In the years since I retired as a public company CEO, I've contributed to a number of candidates and organizations that claim they can help solve Minnesota's problems. Those candidates haven't won, and, given last November's election results, their future odds of winning control of Minnesota seem about zero.

And most of the advocacy organizations, while claiming to be making a difference, measure results not by tangible accomplishments but rather by the amount of money they raise and publicity they generate. Toothless lawsuits, angry Capitol protests and smug public displays of self-righteousness are ineffective for anything other than grifter fundraising. I left one organization's board after they asked major donors to write that organization into our wills.
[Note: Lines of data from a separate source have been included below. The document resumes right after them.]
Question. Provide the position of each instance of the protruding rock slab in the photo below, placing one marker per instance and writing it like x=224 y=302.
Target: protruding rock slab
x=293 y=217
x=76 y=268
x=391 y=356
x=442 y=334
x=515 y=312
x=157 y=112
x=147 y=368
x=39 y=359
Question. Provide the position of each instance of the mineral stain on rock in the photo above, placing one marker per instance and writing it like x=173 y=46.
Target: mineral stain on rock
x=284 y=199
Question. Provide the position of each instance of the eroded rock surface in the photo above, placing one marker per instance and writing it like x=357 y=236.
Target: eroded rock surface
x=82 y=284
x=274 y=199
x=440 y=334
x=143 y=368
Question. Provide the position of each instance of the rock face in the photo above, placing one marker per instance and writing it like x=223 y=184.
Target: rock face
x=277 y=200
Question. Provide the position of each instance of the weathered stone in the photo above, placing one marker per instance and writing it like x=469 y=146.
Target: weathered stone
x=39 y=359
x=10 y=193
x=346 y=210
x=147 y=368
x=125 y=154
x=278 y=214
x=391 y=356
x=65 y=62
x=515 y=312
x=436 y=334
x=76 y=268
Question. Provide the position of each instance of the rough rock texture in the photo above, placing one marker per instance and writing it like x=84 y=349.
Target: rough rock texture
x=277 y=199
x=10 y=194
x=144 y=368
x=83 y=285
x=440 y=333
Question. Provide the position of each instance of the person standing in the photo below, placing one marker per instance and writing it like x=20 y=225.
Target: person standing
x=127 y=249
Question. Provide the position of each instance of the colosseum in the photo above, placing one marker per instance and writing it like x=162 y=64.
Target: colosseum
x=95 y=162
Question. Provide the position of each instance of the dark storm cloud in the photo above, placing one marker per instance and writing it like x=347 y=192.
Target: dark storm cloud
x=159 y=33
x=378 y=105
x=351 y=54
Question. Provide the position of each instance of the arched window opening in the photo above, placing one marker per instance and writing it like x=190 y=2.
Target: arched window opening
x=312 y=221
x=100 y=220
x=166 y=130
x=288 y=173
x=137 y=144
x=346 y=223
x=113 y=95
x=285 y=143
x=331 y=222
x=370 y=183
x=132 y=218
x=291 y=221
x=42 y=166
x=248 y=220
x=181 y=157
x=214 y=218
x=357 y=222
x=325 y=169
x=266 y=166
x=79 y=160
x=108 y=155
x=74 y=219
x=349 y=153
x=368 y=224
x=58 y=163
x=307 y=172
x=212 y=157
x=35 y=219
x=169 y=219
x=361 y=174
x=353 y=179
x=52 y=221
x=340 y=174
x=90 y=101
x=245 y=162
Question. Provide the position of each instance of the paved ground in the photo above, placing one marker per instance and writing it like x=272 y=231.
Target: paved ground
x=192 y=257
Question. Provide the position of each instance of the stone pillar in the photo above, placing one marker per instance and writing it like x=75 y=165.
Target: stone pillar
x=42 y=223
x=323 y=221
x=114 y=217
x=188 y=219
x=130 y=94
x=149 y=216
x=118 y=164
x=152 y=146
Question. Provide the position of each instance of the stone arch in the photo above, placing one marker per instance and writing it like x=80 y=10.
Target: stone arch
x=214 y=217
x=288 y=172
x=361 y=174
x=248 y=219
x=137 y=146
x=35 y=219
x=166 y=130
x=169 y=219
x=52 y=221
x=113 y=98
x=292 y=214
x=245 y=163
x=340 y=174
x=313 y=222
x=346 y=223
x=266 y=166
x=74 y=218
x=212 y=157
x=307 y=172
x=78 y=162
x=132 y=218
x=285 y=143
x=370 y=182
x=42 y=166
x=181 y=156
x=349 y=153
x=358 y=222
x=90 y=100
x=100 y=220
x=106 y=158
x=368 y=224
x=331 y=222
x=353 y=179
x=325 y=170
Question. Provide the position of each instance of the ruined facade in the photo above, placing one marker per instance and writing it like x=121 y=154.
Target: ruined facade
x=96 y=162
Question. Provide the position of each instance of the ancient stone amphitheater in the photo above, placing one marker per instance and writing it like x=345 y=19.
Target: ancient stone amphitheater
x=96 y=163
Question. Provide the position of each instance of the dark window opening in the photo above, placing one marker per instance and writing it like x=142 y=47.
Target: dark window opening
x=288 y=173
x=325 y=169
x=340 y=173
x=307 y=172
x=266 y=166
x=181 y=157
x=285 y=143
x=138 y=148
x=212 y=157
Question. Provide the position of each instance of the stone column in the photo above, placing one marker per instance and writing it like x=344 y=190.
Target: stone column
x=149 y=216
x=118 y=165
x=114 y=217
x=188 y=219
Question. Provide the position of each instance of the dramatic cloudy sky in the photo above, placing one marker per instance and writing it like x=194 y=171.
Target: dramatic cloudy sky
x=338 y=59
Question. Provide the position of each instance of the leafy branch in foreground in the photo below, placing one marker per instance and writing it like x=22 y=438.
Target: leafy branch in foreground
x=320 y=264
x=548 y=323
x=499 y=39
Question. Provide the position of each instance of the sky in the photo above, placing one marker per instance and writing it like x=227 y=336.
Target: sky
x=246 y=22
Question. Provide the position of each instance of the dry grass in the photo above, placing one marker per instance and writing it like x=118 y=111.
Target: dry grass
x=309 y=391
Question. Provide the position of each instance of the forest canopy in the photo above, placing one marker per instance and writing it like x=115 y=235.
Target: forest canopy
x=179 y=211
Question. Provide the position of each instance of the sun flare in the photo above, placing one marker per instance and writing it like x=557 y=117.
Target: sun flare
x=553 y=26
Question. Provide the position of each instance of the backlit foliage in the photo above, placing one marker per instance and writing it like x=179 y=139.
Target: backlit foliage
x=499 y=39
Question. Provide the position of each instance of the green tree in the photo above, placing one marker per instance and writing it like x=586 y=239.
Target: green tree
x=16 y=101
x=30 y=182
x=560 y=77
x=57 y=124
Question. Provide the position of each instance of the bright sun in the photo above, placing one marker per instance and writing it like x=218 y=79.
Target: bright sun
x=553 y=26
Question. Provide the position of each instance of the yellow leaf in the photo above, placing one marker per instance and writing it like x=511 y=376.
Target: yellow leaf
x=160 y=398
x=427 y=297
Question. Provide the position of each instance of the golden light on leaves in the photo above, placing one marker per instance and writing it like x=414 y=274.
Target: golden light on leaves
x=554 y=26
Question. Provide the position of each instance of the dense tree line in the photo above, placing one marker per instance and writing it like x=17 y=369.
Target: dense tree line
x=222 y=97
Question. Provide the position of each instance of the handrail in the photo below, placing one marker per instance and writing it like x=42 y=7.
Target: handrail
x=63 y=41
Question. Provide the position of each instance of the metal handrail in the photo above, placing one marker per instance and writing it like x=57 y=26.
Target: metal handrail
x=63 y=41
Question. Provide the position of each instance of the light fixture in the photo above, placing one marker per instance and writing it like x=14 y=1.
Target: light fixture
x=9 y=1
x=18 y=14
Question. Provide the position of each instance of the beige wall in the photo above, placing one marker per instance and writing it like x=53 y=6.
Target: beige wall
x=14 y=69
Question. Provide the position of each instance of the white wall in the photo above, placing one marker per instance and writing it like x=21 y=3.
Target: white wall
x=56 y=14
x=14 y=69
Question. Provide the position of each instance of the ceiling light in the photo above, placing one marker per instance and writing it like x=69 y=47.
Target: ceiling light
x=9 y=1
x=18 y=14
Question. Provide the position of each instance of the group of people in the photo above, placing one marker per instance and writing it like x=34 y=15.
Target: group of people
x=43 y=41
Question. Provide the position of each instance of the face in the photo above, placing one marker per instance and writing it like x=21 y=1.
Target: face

What used to be Minnesota Nice has become Minnesota Nuts, and I'm out. I've heard from many others who are planning a similar exit to states like Tennessee and South Carolina, which should put Minnesota on pace to soon exceed the 19,400 net residents who left for other states last year.

I know I've benefited greatly from the excellent public education and wonderful career opportunities that Minnesota provided me. I can leave knowing that I've repaid the state many times over with the millions in taxes I've paid and the hundreds of jobs I've created. That reciprocal history makes it painful for me to say goodbye, but it's time to end my dysfunctional relationship with the new Minnesota.

Howard Root is the retired CEO and co-founder of Vascular Solutions, Inc., a Maple Grove-based medical device company that was sold to Teleflex in 2017.